Student: Yeboah Daniel kojo leon brenya

Supervisor: Nikolai Ssorin-Chaikov

Faculty: Saint-Petersburg School of Social Sciences

Educational Programme: Applied and Interdisciplinary History "Usable Pasts" (Master)

Year of Graduation: 2018

Since a lease agreement between the Agogo Traditional Council and a group of Ghanaian Cattle owners in 1997, Agogo became a battlefield to one of the most fierce and recurrent conflicts within Ghana involving farmers and herders over land ownership. Since conflicts between two groups are usually associated with at least one form of antagonistic interest, namely ethnic, this study gives a more complex analysis interrogating the history of farmer-herder conflict within Asante Akim Agogo through an ethnographic and historical lens to help understand their complex and multi-actor underlying causes and resolution mechanisms adopted in the past that has complicated contemporary realities through its institutional structures. Through a qualitative research approach, this thesis reveals that farmer-herder conflicts in Agogo far from being purely ethnic, was founded on the intricacies of its institutional power structure between Traditional and State institutions and also commercial herding, whose agents were not Fulani, creating a chaotic power distributional environment over the ownership and distribution of land¬ — inciting clashes. The thesis also reflects farmer-herder conflict as multilayered in nature as violent clashes between farmers and herders were seen starting from a cold state before turning hot between farmers and herders.

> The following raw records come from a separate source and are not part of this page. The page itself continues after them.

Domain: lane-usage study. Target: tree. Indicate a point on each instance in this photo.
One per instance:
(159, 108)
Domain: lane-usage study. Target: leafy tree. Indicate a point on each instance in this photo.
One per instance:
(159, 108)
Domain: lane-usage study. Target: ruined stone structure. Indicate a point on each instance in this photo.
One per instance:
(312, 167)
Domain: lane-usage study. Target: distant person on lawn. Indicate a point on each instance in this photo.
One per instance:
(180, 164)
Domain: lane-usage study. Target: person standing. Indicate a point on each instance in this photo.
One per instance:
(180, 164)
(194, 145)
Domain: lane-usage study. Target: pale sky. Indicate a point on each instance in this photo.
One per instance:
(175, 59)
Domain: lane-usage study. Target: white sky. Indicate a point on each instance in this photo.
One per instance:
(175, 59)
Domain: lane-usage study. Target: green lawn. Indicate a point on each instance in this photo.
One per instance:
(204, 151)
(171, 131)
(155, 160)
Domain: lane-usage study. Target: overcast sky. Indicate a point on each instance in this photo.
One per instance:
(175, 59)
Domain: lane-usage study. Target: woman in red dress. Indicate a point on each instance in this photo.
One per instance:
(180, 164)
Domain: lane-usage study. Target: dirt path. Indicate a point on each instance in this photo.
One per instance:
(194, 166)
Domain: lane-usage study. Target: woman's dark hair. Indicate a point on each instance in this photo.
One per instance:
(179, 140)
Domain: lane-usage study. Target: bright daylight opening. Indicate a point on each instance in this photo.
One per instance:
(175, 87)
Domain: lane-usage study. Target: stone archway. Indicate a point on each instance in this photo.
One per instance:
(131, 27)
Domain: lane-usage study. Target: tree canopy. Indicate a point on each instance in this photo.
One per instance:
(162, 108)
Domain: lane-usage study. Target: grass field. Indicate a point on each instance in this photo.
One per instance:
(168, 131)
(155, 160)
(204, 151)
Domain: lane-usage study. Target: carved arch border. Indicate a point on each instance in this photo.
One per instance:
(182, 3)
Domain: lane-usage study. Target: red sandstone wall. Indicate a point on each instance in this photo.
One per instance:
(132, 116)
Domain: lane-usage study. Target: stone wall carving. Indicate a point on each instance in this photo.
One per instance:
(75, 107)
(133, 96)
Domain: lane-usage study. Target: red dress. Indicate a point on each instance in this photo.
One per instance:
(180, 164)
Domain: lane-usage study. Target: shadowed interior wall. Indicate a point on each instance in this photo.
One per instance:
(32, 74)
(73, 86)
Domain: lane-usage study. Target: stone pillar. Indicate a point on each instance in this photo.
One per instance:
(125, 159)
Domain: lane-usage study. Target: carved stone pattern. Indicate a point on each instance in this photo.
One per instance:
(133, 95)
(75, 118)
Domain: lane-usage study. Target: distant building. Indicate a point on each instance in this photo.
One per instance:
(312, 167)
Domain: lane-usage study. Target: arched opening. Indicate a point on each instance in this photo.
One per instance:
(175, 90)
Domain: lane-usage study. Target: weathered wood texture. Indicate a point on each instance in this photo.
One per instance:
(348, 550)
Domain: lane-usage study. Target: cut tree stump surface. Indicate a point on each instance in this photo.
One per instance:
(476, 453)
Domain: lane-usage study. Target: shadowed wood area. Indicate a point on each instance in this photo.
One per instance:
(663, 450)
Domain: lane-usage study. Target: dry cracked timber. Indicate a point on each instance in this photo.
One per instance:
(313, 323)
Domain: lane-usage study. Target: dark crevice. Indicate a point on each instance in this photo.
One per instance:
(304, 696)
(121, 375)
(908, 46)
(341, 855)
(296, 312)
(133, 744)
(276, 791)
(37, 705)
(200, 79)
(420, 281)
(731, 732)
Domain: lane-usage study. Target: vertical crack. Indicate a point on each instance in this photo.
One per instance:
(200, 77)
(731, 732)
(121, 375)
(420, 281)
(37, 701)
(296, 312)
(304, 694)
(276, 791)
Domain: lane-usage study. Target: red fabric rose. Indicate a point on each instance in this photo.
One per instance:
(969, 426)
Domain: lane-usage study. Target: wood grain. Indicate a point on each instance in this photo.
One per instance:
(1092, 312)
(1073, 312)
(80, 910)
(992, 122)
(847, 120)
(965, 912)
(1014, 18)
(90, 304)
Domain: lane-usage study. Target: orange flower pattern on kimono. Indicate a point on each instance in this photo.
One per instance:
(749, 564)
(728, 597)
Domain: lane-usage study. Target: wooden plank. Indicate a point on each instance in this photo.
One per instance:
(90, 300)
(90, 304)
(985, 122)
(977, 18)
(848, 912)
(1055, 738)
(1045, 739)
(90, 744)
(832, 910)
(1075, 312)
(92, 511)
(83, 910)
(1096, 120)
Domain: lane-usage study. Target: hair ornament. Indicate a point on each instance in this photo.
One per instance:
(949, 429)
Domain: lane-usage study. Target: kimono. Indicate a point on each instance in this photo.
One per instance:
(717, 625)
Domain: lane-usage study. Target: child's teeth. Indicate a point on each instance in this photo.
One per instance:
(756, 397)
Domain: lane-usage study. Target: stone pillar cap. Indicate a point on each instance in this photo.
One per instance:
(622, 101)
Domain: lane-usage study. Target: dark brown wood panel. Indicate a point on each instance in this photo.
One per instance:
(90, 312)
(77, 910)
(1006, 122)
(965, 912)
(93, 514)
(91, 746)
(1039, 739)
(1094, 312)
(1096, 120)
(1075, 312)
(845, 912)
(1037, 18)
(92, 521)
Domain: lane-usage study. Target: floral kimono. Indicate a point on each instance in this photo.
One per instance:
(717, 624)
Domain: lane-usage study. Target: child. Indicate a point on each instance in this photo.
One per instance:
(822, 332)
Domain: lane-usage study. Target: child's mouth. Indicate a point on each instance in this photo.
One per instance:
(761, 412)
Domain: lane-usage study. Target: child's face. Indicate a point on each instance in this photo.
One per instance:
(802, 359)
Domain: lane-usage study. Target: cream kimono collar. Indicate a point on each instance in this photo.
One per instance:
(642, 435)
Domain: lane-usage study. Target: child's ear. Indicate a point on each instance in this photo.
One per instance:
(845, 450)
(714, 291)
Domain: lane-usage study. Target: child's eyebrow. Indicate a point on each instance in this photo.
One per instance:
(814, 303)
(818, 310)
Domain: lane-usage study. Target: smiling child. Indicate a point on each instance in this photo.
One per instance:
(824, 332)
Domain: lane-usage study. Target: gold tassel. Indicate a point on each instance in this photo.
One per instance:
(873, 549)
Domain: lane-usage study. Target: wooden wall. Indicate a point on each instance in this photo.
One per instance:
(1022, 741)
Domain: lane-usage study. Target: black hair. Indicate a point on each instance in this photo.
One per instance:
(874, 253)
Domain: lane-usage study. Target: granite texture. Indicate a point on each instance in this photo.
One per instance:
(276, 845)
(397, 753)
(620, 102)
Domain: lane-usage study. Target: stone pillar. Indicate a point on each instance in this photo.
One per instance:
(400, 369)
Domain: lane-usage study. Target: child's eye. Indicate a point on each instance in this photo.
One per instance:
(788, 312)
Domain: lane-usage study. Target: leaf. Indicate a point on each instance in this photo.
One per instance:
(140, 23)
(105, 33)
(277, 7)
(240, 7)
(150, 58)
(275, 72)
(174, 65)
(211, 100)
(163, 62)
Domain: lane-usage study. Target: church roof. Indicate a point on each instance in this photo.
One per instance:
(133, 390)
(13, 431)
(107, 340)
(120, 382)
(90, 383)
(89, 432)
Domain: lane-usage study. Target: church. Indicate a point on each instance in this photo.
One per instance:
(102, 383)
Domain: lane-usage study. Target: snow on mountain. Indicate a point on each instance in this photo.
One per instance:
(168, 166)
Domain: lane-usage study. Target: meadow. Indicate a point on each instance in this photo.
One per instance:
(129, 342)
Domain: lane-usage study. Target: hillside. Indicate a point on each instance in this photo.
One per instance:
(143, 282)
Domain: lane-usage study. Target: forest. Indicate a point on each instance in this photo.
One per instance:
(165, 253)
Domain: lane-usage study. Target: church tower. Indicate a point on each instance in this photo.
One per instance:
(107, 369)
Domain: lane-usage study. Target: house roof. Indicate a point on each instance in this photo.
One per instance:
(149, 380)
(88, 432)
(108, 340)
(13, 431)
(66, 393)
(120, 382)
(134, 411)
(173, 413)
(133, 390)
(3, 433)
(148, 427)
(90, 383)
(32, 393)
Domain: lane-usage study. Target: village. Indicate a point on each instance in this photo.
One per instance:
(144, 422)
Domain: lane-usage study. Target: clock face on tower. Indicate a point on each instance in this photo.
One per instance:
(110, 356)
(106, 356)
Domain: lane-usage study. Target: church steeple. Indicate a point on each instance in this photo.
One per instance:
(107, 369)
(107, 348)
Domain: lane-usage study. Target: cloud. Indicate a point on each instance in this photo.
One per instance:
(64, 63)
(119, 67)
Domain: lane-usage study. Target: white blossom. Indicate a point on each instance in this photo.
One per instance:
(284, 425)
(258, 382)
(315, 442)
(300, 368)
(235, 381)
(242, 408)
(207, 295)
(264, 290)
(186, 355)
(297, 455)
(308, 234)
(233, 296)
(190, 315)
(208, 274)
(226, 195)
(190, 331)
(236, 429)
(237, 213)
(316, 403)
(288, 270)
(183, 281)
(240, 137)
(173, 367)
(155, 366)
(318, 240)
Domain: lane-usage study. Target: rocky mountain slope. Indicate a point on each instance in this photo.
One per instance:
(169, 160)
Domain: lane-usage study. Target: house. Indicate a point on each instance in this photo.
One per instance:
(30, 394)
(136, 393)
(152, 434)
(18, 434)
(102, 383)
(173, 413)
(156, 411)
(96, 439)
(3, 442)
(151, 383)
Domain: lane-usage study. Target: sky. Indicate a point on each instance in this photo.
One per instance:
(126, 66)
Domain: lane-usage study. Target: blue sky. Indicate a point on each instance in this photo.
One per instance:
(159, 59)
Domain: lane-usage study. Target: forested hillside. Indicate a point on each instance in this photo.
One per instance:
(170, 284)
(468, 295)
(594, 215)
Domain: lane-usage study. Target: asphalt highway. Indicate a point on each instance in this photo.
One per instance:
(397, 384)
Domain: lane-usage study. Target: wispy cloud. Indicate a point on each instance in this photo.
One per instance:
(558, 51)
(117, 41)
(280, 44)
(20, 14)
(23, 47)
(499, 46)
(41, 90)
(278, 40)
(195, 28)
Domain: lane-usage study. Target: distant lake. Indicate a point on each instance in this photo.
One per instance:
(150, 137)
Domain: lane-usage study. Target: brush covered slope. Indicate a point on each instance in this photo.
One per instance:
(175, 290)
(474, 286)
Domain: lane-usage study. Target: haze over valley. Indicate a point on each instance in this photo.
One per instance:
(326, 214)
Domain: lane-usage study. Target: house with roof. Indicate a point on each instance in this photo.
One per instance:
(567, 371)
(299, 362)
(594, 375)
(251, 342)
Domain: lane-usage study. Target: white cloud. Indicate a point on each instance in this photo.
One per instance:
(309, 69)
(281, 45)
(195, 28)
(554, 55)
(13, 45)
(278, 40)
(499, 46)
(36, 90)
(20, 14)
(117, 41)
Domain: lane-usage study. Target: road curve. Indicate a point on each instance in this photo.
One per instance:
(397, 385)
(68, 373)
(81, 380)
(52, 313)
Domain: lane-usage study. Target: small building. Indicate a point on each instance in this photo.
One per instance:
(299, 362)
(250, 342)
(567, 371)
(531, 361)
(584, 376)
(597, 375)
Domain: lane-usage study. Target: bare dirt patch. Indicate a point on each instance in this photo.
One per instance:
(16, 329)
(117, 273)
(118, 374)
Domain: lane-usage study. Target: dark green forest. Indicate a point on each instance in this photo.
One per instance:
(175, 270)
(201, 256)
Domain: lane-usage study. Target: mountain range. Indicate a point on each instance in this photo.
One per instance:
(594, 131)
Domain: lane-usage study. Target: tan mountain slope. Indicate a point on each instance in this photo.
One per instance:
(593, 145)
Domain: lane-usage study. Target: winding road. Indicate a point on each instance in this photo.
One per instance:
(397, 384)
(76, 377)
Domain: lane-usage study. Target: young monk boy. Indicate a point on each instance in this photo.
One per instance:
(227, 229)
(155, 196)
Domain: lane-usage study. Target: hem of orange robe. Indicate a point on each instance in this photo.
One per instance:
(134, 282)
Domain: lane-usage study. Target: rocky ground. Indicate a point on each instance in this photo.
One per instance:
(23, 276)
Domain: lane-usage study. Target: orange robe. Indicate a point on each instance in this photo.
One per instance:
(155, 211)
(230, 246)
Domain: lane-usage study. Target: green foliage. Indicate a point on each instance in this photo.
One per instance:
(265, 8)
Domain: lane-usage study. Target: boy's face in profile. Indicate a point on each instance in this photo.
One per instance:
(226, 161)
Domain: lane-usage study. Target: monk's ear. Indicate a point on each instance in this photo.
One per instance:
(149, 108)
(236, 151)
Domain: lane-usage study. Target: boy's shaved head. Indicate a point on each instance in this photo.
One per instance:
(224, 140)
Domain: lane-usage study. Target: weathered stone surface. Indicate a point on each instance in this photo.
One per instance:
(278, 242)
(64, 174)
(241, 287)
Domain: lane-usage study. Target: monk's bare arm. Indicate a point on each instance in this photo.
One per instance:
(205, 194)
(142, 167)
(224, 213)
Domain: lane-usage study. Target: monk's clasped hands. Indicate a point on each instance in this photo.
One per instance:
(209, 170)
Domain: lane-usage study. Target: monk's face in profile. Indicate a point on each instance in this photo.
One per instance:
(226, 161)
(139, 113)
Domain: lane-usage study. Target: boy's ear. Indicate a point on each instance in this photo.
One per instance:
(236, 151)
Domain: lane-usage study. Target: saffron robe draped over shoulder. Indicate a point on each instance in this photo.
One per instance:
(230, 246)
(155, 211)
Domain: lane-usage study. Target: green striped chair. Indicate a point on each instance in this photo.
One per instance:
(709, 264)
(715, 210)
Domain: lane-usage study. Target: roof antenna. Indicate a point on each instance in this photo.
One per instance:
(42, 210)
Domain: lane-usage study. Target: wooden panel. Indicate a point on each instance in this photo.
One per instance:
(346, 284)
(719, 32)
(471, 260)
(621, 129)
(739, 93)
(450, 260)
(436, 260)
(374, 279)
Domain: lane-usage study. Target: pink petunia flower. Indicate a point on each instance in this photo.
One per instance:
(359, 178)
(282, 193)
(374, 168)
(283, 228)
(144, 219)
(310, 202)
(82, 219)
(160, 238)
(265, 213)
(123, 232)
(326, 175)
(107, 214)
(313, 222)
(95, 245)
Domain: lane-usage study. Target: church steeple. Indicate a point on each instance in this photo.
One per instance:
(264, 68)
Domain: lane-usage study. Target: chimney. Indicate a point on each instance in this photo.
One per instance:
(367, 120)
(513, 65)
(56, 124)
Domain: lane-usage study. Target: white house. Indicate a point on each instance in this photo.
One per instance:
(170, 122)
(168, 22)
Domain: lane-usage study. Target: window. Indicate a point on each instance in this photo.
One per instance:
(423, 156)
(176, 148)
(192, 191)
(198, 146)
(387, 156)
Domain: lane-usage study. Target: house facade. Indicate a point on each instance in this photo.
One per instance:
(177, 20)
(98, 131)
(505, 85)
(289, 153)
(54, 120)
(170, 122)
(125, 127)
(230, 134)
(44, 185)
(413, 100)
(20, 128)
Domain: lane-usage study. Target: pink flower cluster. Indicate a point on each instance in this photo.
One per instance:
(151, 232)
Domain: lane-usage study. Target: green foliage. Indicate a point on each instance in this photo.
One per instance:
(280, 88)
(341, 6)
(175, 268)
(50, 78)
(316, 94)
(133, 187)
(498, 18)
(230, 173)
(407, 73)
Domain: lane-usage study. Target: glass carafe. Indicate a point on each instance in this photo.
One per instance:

However, what complicated cold conflicts transforming it into violent clashes which persist in present-day is the break in the direct chain of connection between the elite and grass-root actors on resolution processes as well as the isolation and non-recognition of the role and influence of Family Heads as key agents in conflict initiation and its subsequent resolution. It concludes that until the messy institutional structure upon which this violent conflict is anchored at Agogo is reorganized and tackled, the farmer-herder conflict which dates to the 1990s could persist far into future.